Haft, D. H., Basu, M. K.
Biological Systems Discovery In Silico: Radical SAM Protein Families and Their Target Peptides for Post-translational Modification
J Bacteriol. 2011 Apr 08;
Data mining methods in bioinformatics and comparative genomics commonly rely on working definitions of protein families from prior computation. Partial Phylogenetic Profiling (PPP), by contrast, optimizes family sizes during its searches for the co-occuring protein families that serve different roles in the same biological system. In a large-scale investigation of the incredibly diverse radical SAM enzyme superfamily, PPP aided in building a collection of 68 TIGRFAMs hidden Markov models (HMMs) that define non-overlapping and functionally distinct subfamilies.

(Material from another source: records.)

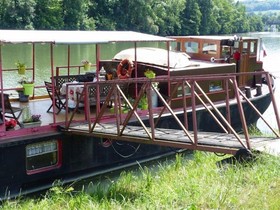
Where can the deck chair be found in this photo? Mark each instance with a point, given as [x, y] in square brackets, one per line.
[10, 111]
[60, 100]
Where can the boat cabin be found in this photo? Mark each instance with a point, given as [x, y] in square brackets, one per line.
[243, 51]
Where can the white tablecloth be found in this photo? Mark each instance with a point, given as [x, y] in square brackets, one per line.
[73, 89]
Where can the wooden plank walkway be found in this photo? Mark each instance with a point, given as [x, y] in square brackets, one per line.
[207, 141]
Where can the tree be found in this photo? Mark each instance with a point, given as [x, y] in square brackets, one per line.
[103, 13]
[18, 14]
[191, 18]
[48, 15]
[206, 8]
[75, 15]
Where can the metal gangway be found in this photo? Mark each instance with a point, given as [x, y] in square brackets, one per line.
[142, 126]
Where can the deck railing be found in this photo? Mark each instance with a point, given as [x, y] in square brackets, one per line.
[148, 119]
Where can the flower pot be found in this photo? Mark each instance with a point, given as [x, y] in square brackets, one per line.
[87, 66]
[22, 97]
[32, 124]
[144, 106]
[28, 88]
[21, 70]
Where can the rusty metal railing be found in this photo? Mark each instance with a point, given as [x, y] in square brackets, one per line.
[152, 116]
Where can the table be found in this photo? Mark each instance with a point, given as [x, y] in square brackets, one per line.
[73, 89]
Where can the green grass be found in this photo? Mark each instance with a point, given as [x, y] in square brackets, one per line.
[196, 183]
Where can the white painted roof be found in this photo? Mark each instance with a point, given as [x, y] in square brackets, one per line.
[155, 56]
[75, 37]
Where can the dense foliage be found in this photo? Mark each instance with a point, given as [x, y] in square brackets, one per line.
[162, 17]
[189, 182]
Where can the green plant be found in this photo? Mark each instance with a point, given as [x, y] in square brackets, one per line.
[20, 65]
[25, 80]
[150, 74]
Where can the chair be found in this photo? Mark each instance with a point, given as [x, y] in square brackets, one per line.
[10, 111]
[60, 100]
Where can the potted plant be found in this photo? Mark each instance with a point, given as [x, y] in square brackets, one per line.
[21, 67]
[30, 120]
[151, 75]
[10, 124]
[143, 103]
[28, 85]
[86, 65]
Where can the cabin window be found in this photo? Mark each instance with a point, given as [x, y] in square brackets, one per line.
[191, 47]
[225, 51]
[178, 47]
[209, 48]
[215, 86]
[245, 47]
[253, 48]
[42, 156]
[180, 91]
[236, 45]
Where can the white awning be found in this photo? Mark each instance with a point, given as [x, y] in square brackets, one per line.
[76, 37]
[155, 56]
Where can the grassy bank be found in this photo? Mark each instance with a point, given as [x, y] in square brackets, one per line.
[196, 183]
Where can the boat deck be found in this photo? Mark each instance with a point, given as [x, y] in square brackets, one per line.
[206, 141]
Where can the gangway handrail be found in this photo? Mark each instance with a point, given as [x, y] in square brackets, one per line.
[192, 82]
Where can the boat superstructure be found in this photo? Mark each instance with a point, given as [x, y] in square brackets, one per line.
[114, 92]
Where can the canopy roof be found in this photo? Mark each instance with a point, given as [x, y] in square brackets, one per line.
[76, 37]
[155, 56]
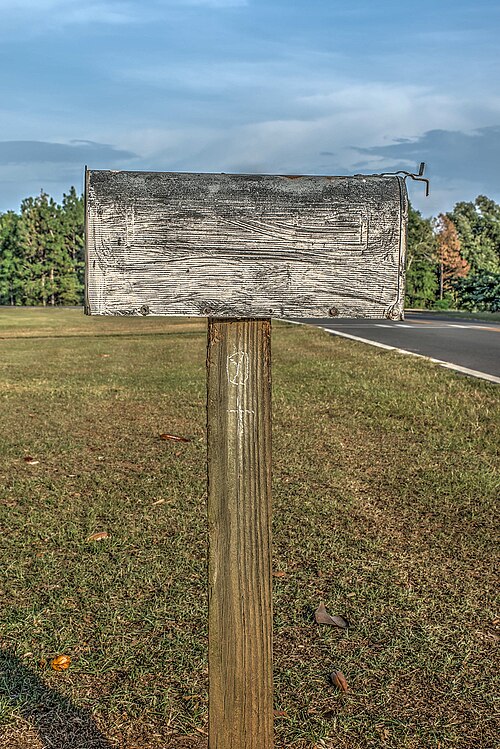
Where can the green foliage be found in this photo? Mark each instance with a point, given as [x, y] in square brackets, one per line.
[479, 292]
[478, 227]
[41, 252]
[421, 269]
[42, 255]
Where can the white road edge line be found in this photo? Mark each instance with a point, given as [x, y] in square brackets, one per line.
[455, 367]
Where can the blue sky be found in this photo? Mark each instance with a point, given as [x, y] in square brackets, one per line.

Many identify radical SAM enzymes as molecular markers for multi-component biological systems; HMMs defining their partner proteins also were constructed. Newly found systems include five groupings of protein families in which at least one marker is a radical SAM enzyme while another, encoded by an adjacent gene, is a short peptide predicted to be its substrate for post-translational modification. The most prevalent, in over 125 genomes, featuring a peptide we designate SCIFF (Six Cysteines in Forty-Five residues), is conserved throughout the class Clostridia, a distribution inconsistent with putative bacteriocin activity. A second novel system features a tandem pair of putative peptide-modifying radical SAM enzymes associated with a highly divergent family of peptides in which the only clearly conserved feature is a run of His-Xaa-Ser repeats. A third system pairs a radical SAM domain peptide maturase with selenocysteine-containing targets, suggesting a new biological role for selenium. These and several additional novel maturases that co-occur with predicted target peptides share a C-terminal additional 4Fe4S-binding domain with PqqE, the subtilosin A maturase AlbA, and the predicted mycofactocin and nif11-class peptide maturases as well as with activators of anaerobic sulfatases and quinohemoprotein amine dehydrogenases. Radical SAM enzymes with this additional domain, as detected by TIGR04085, significantly outnumber lantibiotic synthases and cyclodehydratases combined in reference genomes while being highly enriched for members whose apparent targets are small peptides. Interpretation of comparative genomics evidence suggests unexpected (non-bacteriocin) roles for natural products from several of these systems.